What they won, however, was a truncated peace; a peace not caused by the people’s wishes being fulfilled but by a common desire for the bloodshed to end. In this came an unhealthy compromise: in return for the killing to stop, so did the demands for political change. Consequently, Algeria has largely been at peace for over ten years; but its challenges, deep, festering and untackled, remain.

Economically, Algeria is a nation gifted with hydrocarbon reserves, but cursed by its effects; notably that of being a rentier state. A rentier state is a country with such natural resources that it can survive on that revenue alone, without having to acquiesce completely to the people’s wishes. Therefore the population has a limited say in the governance of the country, as their taxes are not the focal point of governmental income.

In 2012, it is estimated that hydrocarbons make up 60% of Algeria’s budget. Taxes only account for 47.8% of governmental revenue. However, whilst such secure income may appear advantageous, especially in the negative global economic climate, it is not. The consequence of an over-reliance on hydrocarbons is the lack of development of the Algerian private sector economy.

This has led to a parallel black market economy, as state run enterprises become severely inefficient. The lack of market competition, and presence of ubiquitous corruption, has meant that the private sector is incredibly weak. This at a time when most of the population is under the age of 24 and looking for jobs, which just aren’t there.

An estimated 9.7% of the Algerian population is unemployed and 23% live below the poverty line. Youth unemployment is around 20%, which has resulted in a large pool of very disappointed, and very angry, young Algerians. Such youths have started demonstrations or riots against the regimes in the rest of the MENA region. The feeling of powerlessness, of not being able to get married, and of not being useful to society, is a potent force.

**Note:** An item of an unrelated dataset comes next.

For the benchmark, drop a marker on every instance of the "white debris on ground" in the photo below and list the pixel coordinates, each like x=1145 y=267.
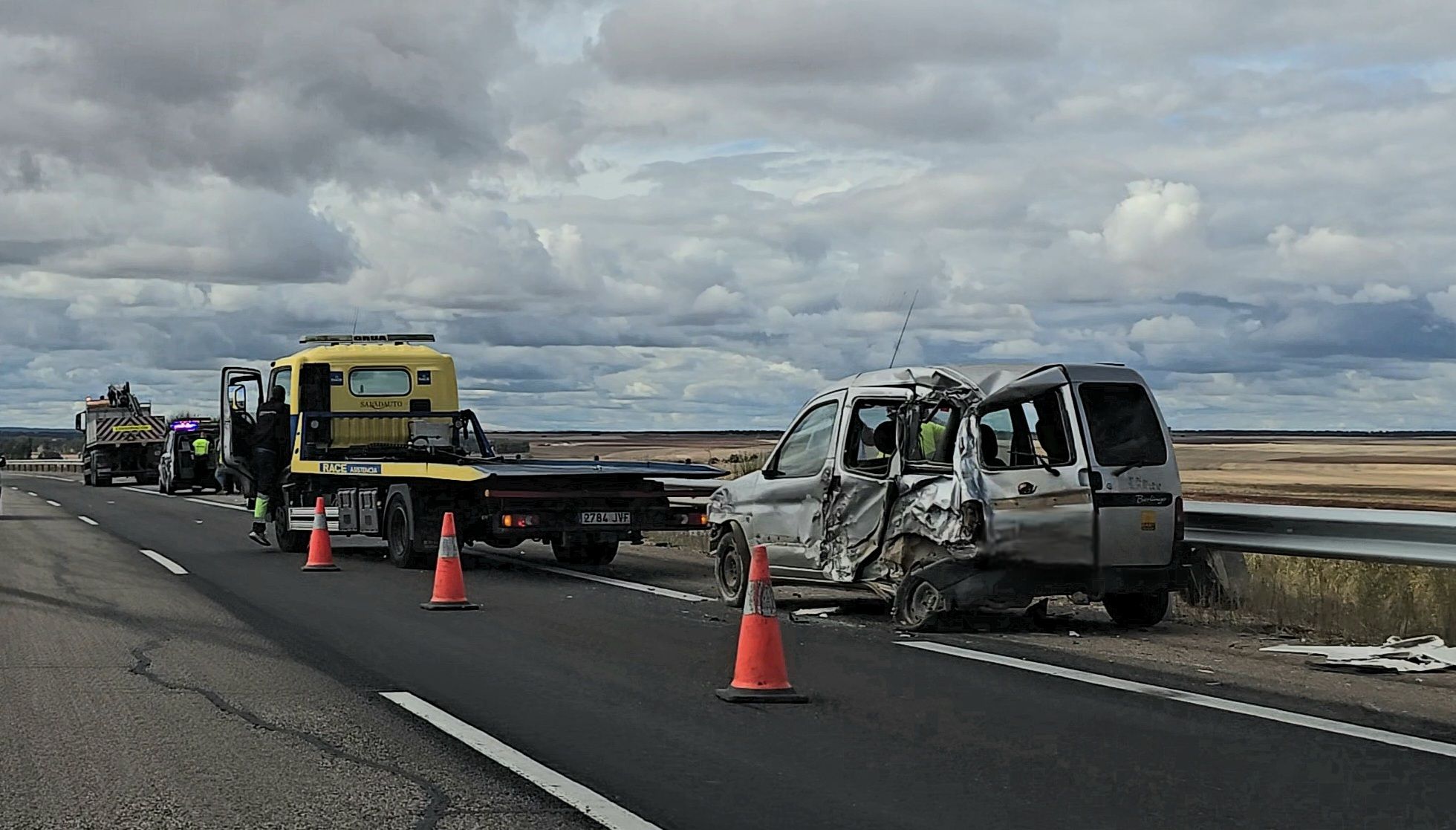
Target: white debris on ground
x=1426 y=652
x=823 y=612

In recent elections, FLN, the ruling party that has been in power since 1962, won a majority in parliament. During Algeria’s fifty years of independence, the same generation, the same party, and the same ethos of government have remained in place. Many Algerians feel that the younger generation has been shut out and excluded. A veteran of the war of independence, President Abdelaziz Bouteflika now governs a country where the population demographics does not in any way match the political elite’s makeup.

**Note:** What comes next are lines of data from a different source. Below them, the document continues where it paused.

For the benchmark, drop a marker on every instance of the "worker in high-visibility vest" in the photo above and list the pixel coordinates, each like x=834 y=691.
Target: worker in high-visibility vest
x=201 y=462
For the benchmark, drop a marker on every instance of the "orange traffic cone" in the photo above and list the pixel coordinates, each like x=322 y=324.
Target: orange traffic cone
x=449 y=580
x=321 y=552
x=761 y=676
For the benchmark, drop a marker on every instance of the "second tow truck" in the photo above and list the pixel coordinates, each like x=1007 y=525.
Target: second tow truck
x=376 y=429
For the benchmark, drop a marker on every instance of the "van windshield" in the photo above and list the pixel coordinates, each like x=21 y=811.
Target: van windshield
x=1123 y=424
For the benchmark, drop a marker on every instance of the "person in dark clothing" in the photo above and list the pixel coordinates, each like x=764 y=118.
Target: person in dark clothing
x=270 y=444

Saddled with the familiar themes of corruption, mismanagement, and cronyism, the FLN is not representative of the Algerian people, but exclusively of the past. Its election victory was based upon a compromise. It was elected to ensure stability, and as Algerians do not fully trust the democratic process it was the default choice. This voter apathy is mirrored in the estimated 42% turnout, hardly a ringing endorsement of the FLN. Although this compromise may work for now, it does not eliminate the fact that Algeria’s political system needs serious overhauling.

Algeria’s challenges matter. During the Arab Spring, issues that should have been dealt with have been put off. This may have explosive consequences, both for the country, the region, and the West. As a key supplier of hydrocarbons to Europe, and an ally of the U.S. in the fight against Al-Qaeda, Algeria is geostrategically critical. Its core remains intensely unstable and the urgent problems of youth unemployment, weak private sector, and an inadequate political system will contribute to future instability and insecurity. The Algerian regime, in its refusal to acknowledge these pertinent problems, is playing with fire.

In May 1945, the population of a small Algerian town called Setif came out spontaneously and en-masse to demand independence from French rule. The local officials panicked and fired into the crowd. They were massacred. France’s response to the uprising was merciless, and over the course of the following months its soldiers ravaged the region and its people, killing an estimated 8,000. As he observed the destruction he had wrought, General Duval presciently wrote to Paris: “I have given you peace for ten years, but if France does nothing, then it will start again in a worse, and irremediable manner.”

Ten years later, the Algerian war for Independence started. It is to be hoped that the civil war in the 1990s was not itself the prelude to an even greater cataclysm to blight an already troubled nation.